Sibyle Veil (born 26 September 1977) is a French telecommunications and media executive. She is the chief executive officer of Radio France.

==Early life==

Sibyle Petitjean was born on 26 September 1977, in Langres. Her father is an engineer and her mother is a psychologist. She spent a large part of her youth in Dijon. In 2006, she married Sébastien Veil, grandson of Simone Veil.
She is a graduate of Sciences Po Paris, holds a DEA in political science and is a former student of the National School of Administration of the promotion "Léopold Sédar Senghor" (2004). One of the first in the ENA competition, she chose to join the Council of State.

==Career==

During the 2007 presidential campaign, she joined forces with Nicolas Sarkozy and participated in his reflection on societal subjects such as the environment, health, family policy and the status of women.

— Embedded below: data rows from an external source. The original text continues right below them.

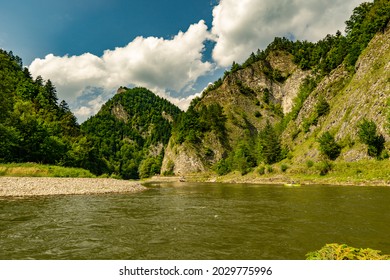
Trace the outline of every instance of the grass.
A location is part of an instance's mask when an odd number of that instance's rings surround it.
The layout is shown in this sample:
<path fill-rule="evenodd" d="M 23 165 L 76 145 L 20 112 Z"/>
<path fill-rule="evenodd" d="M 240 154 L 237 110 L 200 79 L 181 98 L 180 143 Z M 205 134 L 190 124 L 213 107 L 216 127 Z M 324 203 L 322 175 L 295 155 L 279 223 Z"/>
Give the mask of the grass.
<path fill-rule="evenodd" d="M 259 168 L 245 176 L 232 172 L 217 178 L 218 182 L 240 183 L 283 183 L 296 181 L 302 184 L 329 184 L 329 185 L 390 185 L 390 160 L 361 160 L 358 162 L 331 162 L 326 174 L 321 172 L 321 162 L 302 163 L 301 165 L 288 164 L 284 172 L 275 166 L 272 173 Z M 274 167 L 274 168 L 273 168 Z M 263 171 L 263 172 L 260 172 Z M 265 172 L 264 172 L 265 171 Z"/>
<path fill-rule="evenodd" d="M 82 168 L 43 165 L 38 163 L 2 163 L 0 176 L 8 177 L 71 177 L 93 178 L 88 170 Z"/>
<path fill-rule="evenodd" d="M 358 249 L 346 244 L 326 244 L 318 251 L 306 255 L 307 260 L 390 260 L 389 255 L 382 255 L 380 251 Z"/>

In 2010, she was a member of the management committee of the Assistance Publique - Hôpitaux de Paris (AP-HP) establishment, director of transformation, she led strategic thinking and organized the deployment of transformation programs in hôpitaux.

Present at Radio France since 2015 as deputy director in charge of operations and finance, she became its president and chief executive officer in April 2018, appointed by the CSA (French Media Regulatory Authority). She was reappointed for a second term in December 2022.

In a February 2025 op-ed in Le Figaro, Sibyle Veil criticizes unlimited freedom of speech as a tool of American imperialist influence, used to destabilize European democracies. Sybile Veil openly opposes U.S. President Donald Trump, Vice President J.D. Vance, and billionaire entrepreneur Elon Musk on the issue, advocating instead for strict speech regulation from European and French institutions and lawmakers.